Studies on high GGT-PFIC patients are limited. This subtype was first identified by its similarity to the phenotype of mdr2 knockout mice (8, 14). To date, four patients have been reported to have a defective MDR3 gene (8, 9). The disease onset age was beyond 1 y in three of the four patients. The first symptoms were most commonly hepatosplenomegaly and pruritus without jaundice. This corresponds to the proposed pathophysiology of an MDR3 defect in that deficiency of biliary phospholipid leads to bile epithelium damage by bile salts, resulting in the proliferation of biliary epithelium, portal fibrosis, and cirrhosis (13, 14). Therefore, symptoms of portal hypertension often precede symptoms of cholestasis and hepatocellular injury. In contrast, patients with PFIC-1 and 2 often present jaundice and elevated transaminase levels as neonates or in early infancy. We speculated that patients with MDR3 deficiency (or PFIC-3) differ from PFIC-1, 2 largely by its presentation symptoms and onset age. In the present study, we recruited children with cholestasis onset before 1 y of age. This may be the reason the frequency of MDR3 mutation is low. Larger series of cases with MDR3 deficiency would clarify the disease spectrum and may disclose a wider range of onset age in the affected individuals.
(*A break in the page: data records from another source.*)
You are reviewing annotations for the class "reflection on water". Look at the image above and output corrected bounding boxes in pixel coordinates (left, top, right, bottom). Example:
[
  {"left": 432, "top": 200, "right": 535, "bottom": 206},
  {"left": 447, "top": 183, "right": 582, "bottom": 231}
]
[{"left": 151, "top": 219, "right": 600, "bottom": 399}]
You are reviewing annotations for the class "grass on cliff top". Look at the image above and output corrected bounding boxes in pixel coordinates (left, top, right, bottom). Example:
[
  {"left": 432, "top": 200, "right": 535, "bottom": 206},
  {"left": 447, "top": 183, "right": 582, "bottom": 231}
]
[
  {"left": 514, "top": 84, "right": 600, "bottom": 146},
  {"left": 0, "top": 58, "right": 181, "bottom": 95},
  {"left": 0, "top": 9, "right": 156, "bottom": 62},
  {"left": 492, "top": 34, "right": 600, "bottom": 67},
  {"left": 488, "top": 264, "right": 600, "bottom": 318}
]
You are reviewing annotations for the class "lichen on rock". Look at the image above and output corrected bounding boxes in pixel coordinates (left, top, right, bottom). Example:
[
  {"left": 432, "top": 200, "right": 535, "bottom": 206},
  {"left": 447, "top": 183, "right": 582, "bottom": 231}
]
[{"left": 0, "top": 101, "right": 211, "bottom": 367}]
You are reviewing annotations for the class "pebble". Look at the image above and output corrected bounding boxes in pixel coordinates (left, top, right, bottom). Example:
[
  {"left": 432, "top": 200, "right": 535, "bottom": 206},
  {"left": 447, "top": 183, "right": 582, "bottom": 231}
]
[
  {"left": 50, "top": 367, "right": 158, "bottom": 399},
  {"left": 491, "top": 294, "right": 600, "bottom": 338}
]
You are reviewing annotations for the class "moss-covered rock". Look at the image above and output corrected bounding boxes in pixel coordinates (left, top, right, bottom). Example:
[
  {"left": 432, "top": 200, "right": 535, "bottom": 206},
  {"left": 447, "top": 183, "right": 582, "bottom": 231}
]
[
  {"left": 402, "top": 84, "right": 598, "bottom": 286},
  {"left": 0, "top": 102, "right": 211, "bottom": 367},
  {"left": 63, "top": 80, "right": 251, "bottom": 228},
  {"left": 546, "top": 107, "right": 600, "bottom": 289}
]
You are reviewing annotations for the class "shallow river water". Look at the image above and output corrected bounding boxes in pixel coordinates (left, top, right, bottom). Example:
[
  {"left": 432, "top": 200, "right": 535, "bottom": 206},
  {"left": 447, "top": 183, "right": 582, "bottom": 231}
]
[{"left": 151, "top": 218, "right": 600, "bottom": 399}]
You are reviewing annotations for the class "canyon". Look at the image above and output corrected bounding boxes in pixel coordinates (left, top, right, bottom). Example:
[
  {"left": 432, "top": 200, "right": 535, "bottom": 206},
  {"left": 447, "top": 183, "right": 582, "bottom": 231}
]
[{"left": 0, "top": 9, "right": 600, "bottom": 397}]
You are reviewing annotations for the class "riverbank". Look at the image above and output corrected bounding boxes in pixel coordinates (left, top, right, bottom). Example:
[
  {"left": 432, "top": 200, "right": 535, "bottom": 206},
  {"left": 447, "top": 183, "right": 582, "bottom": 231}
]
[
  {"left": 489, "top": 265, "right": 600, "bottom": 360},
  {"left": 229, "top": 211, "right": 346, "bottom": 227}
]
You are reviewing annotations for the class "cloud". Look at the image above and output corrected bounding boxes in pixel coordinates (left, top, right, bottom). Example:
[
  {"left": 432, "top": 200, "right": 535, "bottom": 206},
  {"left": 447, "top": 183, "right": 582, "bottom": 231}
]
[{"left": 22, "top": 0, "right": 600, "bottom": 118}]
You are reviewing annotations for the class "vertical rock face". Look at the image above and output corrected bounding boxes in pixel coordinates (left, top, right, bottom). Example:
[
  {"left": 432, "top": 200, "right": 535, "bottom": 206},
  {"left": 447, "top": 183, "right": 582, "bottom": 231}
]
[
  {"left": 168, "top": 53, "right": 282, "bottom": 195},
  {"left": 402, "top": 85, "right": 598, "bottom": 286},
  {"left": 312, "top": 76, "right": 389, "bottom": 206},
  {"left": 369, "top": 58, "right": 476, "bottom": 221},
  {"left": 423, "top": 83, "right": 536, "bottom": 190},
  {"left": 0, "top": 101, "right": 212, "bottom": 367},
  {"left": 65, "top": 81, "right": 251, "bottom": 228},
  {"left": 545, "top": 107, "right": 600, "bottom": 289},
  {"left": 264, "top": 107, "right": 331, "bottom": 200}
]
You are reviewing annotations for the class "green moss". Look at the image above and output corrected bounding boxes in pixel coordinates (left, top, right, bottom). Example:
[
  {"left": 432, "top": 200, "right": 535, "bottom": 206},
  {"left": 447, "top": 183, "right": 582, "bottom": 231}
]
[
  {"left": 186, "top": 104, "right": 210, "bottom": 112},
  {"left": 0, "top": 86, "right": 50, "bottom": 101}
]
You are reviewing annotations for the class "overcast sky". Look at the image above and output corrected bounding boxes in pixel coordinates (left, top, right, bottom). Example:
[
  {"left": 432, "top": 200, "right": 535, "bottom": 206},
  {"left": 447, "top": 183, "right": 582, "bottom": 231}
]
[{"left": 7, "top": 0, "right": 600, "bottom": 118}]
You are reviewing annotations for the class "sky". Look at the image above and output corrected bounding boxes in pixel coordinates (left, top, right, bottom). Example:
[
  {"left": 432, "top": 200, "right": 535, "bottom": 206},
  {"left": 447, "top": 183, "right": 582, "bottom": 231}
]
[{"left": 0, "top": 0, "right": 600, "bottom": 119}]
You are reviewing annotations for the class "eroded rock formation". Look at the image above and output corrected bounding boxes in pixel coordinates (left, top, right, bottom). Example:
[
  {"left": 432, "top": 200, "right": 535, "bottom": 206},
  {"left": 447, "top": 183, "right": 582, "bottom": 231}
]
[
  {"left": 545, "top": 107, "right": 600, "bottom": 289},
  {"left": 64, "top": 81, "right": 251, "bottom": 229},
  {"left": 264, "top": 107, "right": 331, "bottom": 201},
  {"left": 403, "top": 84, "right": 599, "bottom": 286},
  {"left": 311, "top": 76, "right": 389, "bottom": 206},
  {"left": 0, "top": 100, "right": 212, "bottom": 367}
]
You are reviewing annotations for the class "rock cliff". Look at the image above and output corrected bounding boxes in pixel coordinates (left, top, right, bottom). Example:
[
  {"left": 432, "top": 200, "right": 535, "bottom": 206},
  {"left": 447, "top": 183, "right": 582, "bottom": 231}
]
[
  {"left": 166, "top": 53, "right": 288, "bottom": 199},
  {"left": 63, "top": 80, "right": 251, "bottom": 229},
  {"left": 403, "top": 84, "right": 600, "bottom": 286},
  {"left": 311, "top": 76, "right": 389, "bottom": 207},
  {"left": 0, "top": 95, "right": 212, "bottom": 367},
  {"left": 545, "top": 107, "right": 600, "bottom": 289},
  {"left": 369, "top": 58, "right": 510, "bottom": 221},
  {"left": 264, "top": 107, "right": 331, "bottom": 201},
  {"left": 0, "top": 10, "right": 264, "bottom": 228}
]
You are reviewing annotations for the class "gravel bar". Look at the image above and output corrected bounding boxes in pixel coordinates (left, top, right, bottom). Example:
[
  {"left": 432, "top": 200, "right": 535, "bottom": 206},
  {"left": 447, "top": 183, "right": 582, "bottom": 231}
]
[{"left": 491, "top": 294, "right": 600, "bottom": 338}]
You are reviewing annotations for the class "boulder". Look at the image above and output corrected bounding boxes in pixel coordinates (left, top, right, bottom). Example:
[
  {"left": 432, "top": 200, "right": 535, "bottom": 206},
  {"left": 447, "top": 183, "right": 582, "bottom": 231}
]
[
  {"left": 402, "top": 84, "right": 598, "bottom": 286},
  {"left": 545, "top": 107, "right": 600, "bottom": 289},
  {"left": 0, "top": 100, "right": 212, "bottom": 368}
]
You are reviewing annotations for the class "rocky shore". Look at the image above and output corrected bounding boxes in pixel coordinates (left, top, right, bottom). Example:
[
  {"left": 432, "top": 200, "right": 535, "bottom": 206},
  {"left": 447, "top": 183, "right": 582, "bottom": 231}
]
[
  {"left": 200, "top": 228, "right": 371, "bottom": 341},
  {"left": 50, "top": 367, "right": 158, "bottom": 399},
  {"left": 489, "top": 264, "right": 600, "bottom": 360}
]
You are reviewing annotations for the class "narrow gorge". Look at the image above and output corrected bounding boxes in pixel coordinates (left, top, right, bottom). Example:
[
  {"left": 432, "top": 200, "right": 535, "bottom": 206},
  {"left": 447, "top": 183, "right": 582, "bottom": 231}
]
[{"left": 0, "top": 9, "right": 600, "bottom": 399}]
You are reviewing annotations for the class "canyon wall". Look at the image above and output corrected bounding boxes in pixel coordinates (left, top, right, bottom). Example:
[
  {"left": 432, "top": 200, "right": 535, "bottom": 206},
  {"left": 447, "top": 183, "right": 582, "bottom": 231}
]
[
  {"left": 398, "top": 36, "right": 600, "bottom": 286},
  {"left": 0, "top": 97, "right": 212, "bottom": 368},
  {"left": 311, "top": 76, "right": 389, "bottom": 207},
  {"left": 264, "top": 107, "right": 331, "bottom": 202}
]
In four patients without MDR3 mutation, the liver histology was indistinguishable from the reported cases and our single patient who had MDR3 mutation. These patients who expressed PFIC-3-like phenotype but without MDR3 mutation may represent a new form of PFIC characterized by high serum GGT, early onset cholestasis, and extensive portal fibrosis. Evidence of a normal level of biliary phospholipid in our patients excluded defects in phospholipid excretion. Another disease entity with neonatal cholestasis with high GGT levels has been reported as neonatal sclerosing cholangitis (18, 19). Affected children had characteristic cholangiographic and liver histologic pictures that were different from our patients. Many other forms of progressive cholestasis have been reported with well-defined ethnic or geographic predominance, such as North American Indian childhood cirrhosis (NAIC), Norwegian cholestasis, Greenland Eskimo cholestasis, nonsyndromic paucity of bile ducts, and Cree-Ojibwa cholestasis (20). Linkage analysis is now underway to elucidate the molecular basis and pathogenesis in the above-mentioned patients. Further discoveries of new genes causing cholestasis or known genes with newly identified phenotype are expected. These patients will be more appropriately classified by specific gene defects in the future.
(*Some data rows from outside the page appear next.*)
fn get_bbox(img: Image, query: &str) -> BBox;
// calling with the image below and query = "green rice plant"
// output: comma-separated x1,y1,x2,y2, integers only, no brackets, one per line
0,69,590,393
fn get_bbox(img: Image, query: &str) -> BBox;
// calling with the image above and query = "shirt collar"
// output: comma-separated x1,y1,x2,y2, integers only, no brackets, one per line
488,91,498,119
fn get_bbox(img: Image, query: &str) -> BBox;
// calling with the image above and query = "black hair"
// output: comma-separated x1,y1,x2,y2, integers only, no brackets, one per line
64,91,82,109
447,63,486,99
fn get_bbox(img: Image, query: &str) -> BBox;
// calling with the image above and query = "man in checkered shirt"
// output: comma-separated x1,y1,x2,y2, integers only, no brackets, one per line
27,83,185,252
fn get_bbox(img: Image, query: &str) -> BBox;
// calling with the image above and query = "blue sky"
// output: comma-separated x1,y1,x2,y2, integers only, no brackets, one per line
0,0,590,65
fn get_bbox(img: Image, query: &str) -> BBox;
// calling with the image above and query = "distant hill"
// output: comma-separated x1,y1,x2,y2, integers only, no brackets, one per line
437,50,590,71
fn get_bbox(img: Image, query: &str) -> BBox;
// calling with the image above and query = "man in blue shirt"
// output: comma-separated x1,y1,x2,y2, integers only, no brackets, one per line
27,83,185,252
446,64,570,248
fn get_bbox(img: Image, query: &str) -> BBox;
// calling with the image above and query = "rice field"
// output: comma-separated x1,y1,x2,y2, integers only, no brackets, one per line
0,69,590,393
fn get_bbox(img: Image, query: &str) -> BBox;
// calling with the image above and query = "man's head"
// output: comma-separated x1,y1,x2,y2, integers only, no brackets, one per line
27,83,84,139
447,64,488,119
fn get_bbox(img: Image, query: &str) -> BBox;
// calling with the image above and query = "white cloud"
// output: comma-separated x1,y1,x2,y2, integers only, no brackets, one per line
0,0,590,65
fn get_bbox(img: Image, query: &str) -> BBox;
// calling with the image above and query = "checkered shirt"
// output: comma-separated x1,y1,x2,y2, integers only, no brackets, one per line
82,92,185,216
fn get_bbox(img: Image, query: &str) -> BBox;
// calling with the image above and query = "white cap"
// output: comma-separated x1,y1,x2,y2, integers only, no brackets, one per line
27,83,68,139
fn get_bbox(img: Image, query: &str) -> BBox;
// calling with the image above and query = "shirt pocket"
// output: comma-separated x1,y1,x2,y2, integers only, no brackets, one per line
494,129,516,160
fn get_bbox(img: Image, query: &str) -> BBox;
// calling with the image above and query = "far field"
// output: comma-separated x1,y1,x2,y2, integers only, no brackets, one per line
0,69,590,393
For the remaining one patient with a distinct histopathologic feature, an insult leading to hepatocellular damage is suspected. Possibilities include toxins, hepatic enzymatic defects, or inborn errors of bile acid synthesis. Although primary inborn errors of bile acid synthesis usually manifest low serum GGT and low serum bile acid levels, the diagnosis cannot be completely ruled out before a detailed examination using gas chromatography mass spectrometry is performed.
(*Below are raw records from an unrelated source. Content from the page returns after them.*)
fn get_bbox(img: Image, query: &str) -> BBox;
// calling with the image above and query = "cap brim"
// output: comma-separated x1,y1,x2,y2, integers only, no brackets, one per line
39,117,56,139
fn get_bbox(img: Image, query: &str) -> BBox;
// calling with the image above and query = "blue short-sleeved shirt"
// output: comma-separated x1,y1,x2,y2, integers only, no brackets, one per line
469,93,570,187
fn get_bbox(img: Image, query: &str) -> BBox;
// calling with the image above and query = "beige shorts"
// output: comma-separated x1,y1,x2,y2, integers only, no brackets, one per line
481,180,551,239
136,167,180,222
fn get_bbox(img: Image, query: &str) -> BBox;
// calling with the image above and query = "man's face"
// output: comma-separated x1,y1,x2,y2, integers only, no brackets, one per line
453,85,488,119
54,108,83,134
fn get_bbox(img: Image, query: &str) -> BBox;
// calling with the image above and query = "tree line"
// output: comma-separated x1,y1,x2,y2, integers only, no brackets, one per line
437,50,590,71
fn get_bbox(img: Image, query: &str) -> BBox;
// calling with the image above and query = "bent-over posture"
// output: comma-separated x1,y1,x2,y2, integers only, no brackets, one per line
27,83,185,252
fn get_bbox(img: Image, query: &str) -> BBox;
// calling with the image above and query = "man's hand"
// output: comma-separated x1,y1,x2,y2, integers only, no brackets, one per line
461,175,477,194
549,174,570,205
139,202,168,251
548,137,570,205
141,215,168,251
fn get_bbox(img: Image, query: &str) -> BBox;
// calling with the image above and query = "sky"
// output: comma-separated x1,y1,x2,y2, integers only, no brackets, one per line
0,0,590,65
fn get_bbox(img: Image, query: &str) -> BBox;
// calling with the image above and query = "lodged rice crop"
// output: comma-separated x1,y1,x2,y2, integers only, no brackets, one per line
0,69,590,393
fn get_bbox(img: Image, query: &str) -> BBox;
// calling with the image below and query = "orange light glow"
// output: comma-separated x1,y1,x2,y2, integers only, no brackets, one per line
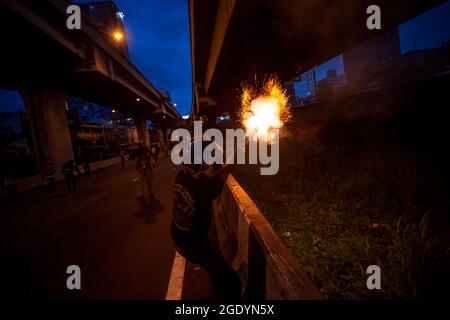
240,77,291,142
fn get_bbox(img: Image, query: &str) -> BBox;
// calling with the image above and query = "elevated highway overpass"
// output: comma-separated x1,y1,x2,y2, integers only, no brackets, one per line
0,0,181,168
189,0,445,117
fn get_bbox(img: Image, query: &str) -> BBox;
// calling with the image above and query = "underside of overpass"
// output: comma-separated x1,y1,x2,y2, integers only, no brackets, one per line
0,0,180,165
189,0,444,118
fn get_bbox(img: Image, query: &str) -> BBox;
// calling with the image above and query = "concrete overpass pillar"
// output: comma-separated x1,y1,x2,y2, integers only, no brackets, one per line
20,86,74,172
136,115,150,149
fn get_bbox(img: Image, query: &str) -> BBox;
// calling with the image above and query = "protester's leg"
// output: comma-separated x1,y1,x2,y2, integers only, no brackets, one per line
198,241,241,300
172,226,241,300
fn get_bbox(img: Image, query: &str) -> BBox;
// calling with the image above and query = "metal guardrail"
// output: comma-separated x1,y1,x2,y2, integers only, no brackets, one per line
214,176,323,300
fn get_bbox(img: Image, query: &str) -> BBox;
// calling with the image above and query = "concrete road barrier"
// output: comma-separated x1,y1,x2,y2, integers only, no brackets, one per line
214,176,323,300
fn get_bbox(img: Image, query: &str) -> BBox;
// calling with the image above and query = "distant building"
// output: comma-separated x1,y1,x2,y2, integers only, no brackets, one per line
343,28,401,89
79,1,129,57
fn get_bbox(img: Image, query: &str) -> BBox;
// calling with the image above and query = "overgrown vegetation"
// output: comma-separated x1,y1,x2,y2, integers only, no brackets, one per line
234,127,450,299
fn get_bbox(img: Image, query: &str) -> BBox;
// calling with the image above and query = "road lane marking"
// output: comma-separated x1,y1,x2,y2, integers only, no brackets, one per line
166,251,186,300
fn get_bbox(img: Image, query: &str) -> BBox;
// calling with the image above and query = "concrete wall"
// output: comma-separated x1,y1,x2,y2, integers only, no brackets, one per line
214,176,322,300
16,157,120,192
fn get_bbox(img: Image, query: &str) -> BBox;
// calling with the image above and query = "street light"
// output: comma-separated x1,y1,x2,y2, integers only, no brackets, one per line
113,31,124,42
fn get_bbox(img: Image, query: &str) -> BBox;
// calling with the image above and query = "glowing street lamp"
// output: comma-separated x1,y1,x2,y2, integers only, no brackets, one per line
113,31,124,42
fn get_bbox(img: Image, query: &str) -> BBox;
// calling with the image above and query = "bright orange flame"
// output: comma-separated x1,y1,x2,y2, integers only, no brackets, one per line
240,77,291,142
113,31,124,41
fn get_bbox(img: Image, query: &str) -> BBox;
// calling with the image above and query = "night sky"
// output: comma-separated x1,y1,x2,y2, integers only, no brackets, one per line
0,0,450,115
81,0,192,115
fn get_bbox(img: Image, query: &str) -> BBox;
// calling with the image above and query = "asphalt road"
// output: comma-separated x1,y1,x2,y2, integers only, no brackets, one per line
0,159,212,299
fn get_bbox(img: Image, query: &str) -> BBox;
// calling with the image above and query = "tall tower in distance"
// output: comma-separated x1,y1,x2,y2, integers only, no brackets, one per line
79,1,129,58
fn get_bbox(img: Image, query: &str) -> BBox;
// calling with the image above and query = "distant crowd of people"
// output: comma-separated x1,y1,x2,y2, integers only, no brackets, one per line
0,142,169,199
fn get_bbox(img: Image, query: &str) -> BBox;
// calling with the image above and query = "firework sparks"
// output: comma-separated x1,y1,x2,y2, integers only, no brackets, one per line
240,77,291,142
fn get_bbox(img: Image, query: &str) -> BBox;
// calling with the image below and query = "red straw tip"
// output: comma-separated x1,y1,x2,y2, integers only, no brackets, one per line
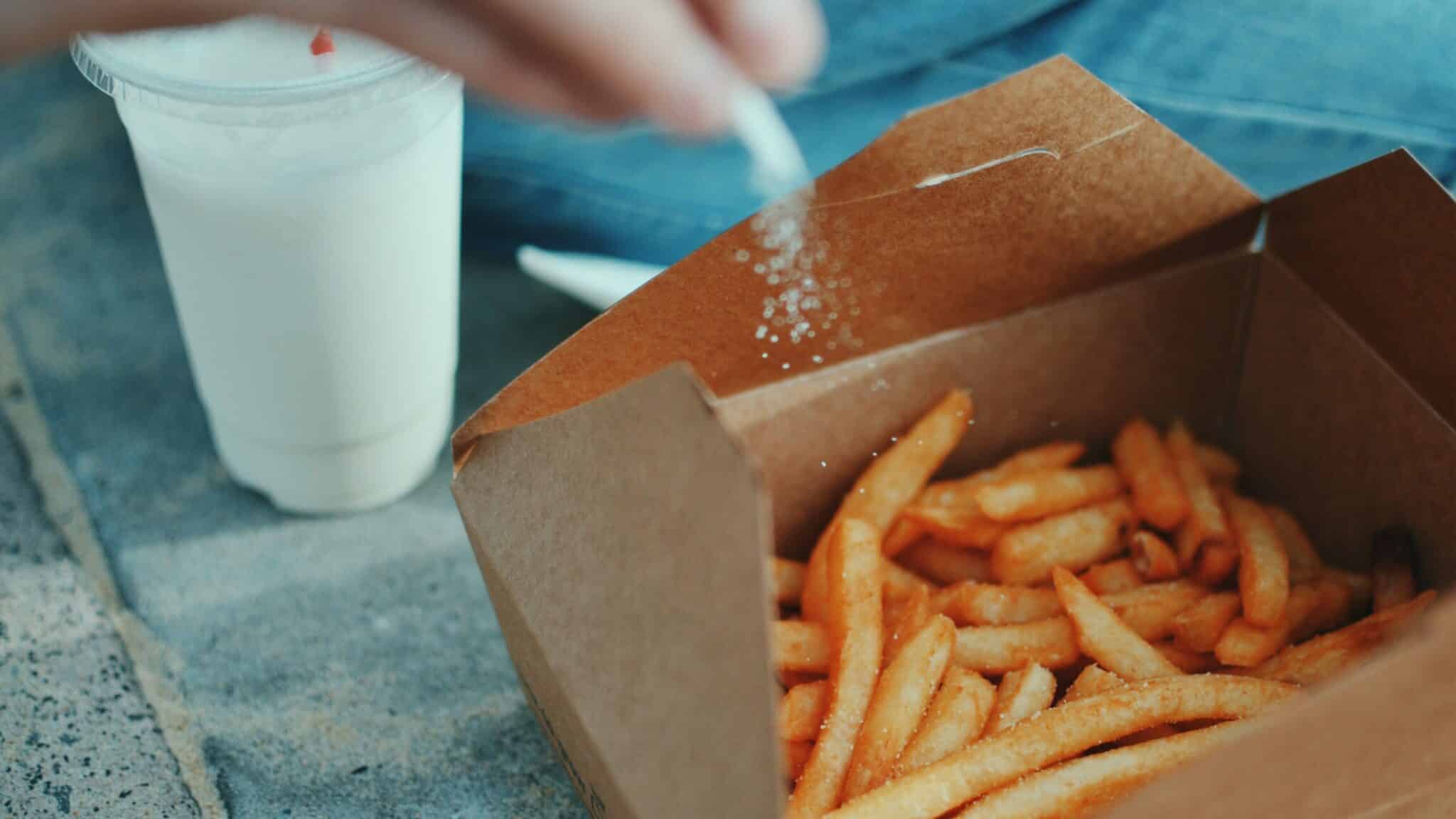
309,28,333,57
In conclusion, we reported the first case of Asian children with a novel MDR3 gene defect. Clinical suspicions of MDR3 deficiency should be directed to those who present with hepatosplenomegaly, pruritus, with or without jaundice. cDNA sequencing is helpful to confirm the genetic diagnosis. We suggest that high GGT-PFIC is a heterogeneous disease. Some patients with neonatal intrahepatic cholestasis with high GGT levels still remained idiopathic. Further investigations of the genetic basis causing high GGT-PFIC should continue.